The Climate Action Reserve has approved the issuance of carbon offset credits for two greenhouse gas (GHG) destruction projects undertaken in September and November of 2015 by Minneapolis, Minnesota based ARCA Recycling, Inc.
The company, a wholly owned subsidiary of Appliance Recycling Centers of America, Inc. (NASDAQ:ARCI), explained that the carbon offset credits will be issued into the California cap-and-trade compliance program, resulting in approximately $1 million in revenue for ARCA and approximately $700,000 in revenue for ARCA’s joint venture, ARCA Advanced Processing, LLC (AAP).
The two destruction projects were said to be the result of the collection of GHGs, specifically chlorofluorocarbons (CFCs), from appliance recycling contracts throughout the U.S.

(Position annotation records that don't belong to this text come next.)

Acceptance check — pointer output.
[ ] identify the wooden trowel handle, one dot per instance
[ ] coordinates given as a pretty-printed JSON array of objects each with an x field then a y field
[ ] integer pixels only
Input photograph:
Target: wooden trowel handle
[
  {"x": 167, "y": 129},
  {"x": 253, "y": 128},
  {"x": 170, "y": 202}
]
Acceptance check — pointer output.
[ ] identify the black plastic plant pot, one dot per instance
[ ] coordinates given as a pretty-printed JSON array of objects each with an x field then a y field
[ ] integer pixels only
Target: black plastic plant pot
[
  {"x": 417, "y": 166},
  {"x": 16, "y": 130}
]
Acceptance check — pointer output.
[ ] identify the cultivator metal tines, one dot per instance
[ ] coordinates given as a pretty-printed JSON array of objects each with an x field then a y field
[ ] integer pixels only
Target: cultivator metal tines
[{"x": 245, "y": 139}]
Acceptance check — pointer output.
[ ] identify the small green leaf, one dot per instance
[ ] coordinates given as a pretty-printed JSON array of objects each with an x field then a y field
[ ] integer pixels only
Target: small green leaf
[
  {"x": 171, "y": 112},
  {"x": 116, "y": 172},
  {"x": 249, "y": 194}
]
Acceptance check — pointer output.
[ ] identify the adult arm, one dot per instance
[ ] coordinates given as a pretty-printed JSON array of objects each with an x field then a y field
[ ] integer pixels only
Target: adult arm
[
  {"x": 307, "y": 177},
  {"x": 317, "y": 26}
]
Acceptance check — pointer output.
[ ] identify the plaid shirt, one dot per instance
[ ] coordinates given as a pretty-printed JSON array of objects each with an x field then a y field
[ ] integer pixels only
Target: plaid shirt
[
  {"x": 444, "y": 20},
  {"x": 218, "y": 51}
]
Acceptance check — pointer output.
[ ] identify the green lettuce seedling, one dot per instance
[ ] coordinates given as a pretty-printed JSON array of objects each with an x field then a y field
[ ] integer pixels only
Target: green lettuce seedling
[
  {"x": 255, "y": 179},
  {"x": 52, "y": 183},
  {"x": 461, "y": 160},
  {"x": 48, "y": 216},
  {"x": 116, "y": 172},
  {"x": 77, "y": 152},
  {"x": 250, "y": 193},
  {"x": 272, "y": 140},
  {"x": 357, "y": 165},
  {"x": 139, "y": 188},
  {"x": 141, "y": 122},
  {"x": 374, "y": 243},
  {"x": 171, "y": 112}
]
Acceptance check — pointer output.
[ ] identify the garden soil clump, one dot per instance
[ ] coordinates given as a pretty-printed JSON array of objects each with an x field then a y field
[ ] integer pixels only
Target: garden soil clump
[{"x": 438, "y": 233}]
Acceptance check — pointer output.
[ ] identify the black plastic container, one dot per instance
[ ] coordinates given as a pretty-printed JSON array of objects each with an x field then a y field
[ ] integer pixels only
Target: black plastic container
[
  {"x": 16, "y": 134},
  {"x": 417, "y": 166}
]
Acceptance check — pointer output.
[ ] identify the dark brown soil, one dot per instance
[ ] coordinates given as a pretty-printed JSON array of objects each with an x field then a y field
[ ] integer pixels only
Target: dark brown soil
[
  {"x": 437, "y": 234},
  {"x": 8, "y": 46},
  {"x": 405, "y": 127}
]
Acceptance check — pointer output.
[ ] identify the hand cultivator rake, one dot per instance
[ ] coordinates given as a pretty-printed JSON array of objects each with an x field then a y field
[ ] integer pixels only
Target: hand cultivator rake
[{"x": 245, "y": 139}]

The California cap-and-trade program encourages the destruction of GHGs in exchange for carbon offsets that can be used by regulated emitters in California to satisfy a portion of their compliance regulations.
By destroying the GHGs, ARCA said that it ensures they are never released into the atmosphere and do not contribute to global warming or ozone depletion.
Working with its project partner, ClimeCo Corporation, ARCA and AAP contract for GHG destruction at a certified third-party facility.
The company said that this time-consuming, highly regulated process includes rigorous monitoring, verification and review to ensure the integrity of the destruction activities.
According to ARCA, due to this complex process, there is often a substantial lag time in recognising revenue from such activities. These credits resulted from refrigerants collected in early and mid-2015. ARCA and AAP have since accumulated additional GHGs and anticipate further destruction projects soon.
“These efforts complement our commitment to responsibly collect the refrigerant gases in the appliances we process and also provide an important source of our on-going byproduct revenue stream,” commented Edward R. Cameron, ARCA Recycling’s President.